La Sherman L partage l'ossature de son châssis avec la Leaperkim Lynx, mais le cahier des charges est tout autre. Là où la Lynx cherchait la mise en scène de la haute vitesse — pics de couple, pédales tremplin, firmware nerveux — la Sherman L s'adresse au pilote qui trace son itinéraire le matin et ne veut plus penser à la recharge avant le soir.

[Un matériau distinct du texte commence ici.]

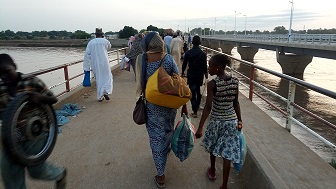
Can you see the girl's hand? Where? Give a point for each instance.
(199, 133)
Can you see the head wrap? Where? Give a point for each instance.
(152, 43)
(136, 48)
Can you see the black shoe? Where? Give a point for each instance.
(106, 97)
(61, 184)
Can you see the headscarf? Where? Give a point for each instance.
(152, 43)
(136, 47)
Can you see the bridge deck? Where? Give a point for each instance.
(103, 148)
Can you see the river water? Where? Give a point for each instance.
(320, 72)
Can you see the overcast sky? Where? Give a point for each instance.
(113, 15)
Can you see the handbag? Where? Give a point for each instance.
(125, 64)
(183, 138)
(139, 112)
(86, 80)
(166, 90)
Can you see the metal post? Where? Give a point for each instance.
(235, 32)
(66, 77)
(290, 99)
(118, 56)
(290, 23)
(251, 83)
(245, 23)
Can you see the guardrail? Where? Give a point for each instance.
(67, 78)
(329, 39)
(293, 82)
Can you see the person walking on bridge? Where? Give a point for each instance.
(12, 83)
(176, 50)
(135, 50)
(96, 57)
(196, 60)
(160, 120)
(221, 136)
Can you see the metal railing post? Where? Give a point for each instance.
(66, 77)
(251, 83)
(290, 99)
(118, 58)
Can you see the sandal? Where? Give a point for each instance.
(211, 177)
(159, 185)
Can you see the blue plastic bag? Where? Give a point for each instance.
(183, 139)
(242, 152)
(86, 80)
(125, 65)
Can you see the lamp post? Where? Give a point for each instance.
(245, 23)
(235, 32)
(225, 27)
(290, 22)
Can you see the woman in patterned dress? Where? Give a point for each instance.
(221, 136)
(160, 120)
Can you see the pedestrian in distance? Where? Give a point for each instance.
(196, 61)
(11, 84)
(160, 120)
(189, 41)
(96, 58)
(176, 50)
(135, 51)
(221, 136)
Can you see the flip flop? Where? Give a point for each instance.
(159, 185)
(212, 178)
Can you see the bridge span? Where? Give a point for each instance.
(293, 54)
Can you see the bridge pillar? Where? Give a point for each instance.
(226, 48)
(292, 64)
(247, 53)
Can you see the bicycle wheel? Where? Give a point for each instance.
(29, 131)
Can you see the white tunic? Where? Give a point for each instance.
(96, 57)
(176, 49)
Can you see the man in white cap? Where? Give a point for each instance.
(96, 58)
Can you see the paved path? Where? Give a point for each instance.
(103, 148)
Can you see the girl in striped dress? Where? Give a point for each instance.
(221, 136)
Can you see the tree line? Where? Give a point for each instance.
(128, 31)
(276, 30)
(125, 33)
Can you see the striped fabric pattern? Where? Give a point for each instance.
(222, 104)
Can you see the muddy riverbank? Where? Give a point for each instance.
(57, 43)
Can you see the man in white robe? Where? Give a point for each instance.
(96, 57)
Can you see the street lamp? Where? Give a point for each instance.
(235, 23)
(290, 23)
(225, 27)
(245, 23)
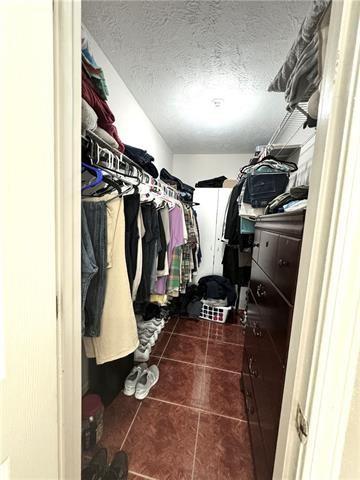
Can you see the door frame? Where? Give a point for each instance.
(67, 99)
(324, 260)
(325, 340)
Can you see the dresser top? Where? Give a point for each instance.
(288, 223)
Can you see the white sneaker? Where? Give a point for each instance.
(144, 341)
(147, 380)
(151, 337)
(151, 326)
(133, 378)
(142, 354)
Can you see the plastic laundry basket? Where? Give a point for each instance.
(214, 313)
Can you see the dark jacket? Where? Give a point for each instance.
(215, 286)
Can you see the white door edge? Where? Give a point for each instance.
(67, 52)
(324, 345)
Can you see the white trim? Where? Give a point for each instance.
(67, 52)
(325, 337)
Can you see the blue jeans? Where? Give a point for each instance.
(93, 264)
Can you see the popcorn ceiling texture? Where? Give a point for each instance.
(176, 56)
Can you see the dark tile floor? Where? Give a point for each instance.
(193, 424)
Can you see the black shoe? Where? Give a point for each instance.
(119, 467)
(96, 468)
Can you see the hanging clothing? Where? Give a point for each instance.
(105, 116)
(164, 213)
(131, 209)
(149, 246)
(174, 281)
(89, 267)
(216, 182)
(95, 217)
(139, 258)
(93, 70)
(162, 252)
(176, 227)
(118, 335)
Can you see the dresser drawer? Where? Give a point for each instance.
(257, 443)
(255, 329)
(267, 380)
(287, 264)
(268, 252)
(256, 245)
(275, 312)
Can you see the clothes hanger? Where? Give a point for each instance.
(94, 171)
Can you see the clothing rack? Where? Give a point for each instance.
(120, 163)
(289, 130)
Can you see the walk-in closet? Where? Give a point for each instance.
(179, 237)
(199, 127)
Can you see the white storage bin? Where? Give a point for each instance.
(214, 313)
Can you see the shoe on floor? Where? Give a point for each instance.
(142, 354)
(118, 470)
(150, 326)
(96, 467)
(151, 337)
(147, 380)
(132, 379)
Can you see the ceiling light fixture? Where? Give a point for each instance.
(218, 102)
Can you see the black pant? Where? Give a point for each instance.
(152, 234)
(131, 210)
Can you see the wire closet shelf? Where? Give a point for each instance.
(120, 163)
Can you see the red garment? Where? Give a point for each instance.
(106, 118)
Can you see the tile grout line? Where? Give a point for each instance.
(197, 409)
(131, 424)
(216, 340)
(195, 449)
(198, 365)
(141, 475)
(167, 343)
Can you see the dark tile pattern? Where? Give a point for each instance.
(161, 442)
(221, 394)
(227, 333)
(160, 345)
(223, 450)
(186, 349)
(193, 328)
(170, 325)
(224, 356)
(117, 420)
(199, 366)
(179, 383)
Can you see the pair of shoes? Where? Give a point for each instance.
(140, 380)
(98, 468)
(142, 353)
(156, 324)
(148, 336)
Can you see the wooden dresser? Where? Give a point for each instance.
(268, 317)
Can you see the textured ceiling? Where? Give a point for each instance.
(176, 56)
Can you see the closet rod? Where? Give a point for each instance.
(301, 107)
(145, 178)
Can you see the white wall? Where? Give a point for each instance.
(195, 167)
(350, 469)
(29, 421)
(134, 127)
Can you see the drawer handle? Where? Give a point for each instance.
(257, 330)
(283, 263)
(253, 371)
(260, 291)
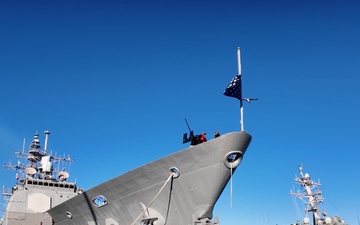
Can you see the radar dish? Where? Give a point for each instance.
(30, 170)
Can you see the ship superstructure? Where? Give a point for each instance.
(40, 185)
(311, 195)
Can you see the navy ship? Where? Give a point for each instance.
(178, 189)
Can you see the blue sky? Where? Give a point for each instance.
(114, 80)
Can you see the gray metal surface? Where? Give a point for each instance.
(204, 170)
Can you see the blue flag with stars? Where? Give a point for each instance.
(234, 88)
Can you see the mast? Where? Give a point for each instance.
(241, 103)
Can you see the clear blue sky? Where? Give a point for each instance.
(114, 80)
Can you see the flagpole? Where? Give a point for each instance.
(241, 105)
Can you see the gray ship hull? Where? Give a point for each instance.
(148, 195)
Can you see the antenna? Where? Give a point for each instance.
(46, 140)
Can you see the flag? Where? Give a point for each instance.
(234, 88)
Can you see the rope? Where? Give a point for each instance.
(168, 208)
(230, 185)
(171, 175)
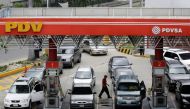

Le chiffre phare, c'est la batterie : 4000 Wh sous 151,2 V, bâtie sur des cellules Samsung INR21700-50S en architecture 6 parallèles. Multiplier les branches en parallèle, c'est faire passer moins de courant par chaque cellule lors d'une sollicitation intense : les températures restent maîtrisées et la capacité se préserve sur la durée. C'est exactement la logique qui a fait de la Sherman d'origine une monoroue de tourisme culte — sauf que le pack est aujourd'hui environ un quart plus généreux.
Sur le papier, c'est une reine de l'autonomie. En selle, elle est plus posée que la Lynx — davantage une Audi A8 qu'une RS 6.
La suspension hydraulique FastAce, forte de 90 mm de débattement, gomme les rails de tram, les pavés et l'inévitable descente de trottoir. La compression et le rebond se règlent tous deux à la clé de 4 mm, et les trois options de ressort (62, 66 et 70 lb) permettent de l'ajuster à votre poids sans tâtonner. Le pneu d'origine est un tubeless 20″ × 2,75″ à gomme route qui inscrit les courbes avec netteté et tolère le gravier léger ; une enveloppe crantée tout-terrain s'impose souvent comme second pneu.
C'est sur la recharge que la Sherman L regagne discrètement du temps. Un bloc 5 A standard remplit le pack en six heures environ, mais le double port de charge accepte jusqu'à 20 A — soit à peu près 1,5 heure pour passer du presque vide au plein, à condition d'avoir un chargeur rapide sous la main. Sur un périple de deux jours, c'est toute la différence entre un déjeuner posé et une vraie nuit à l'hôtel.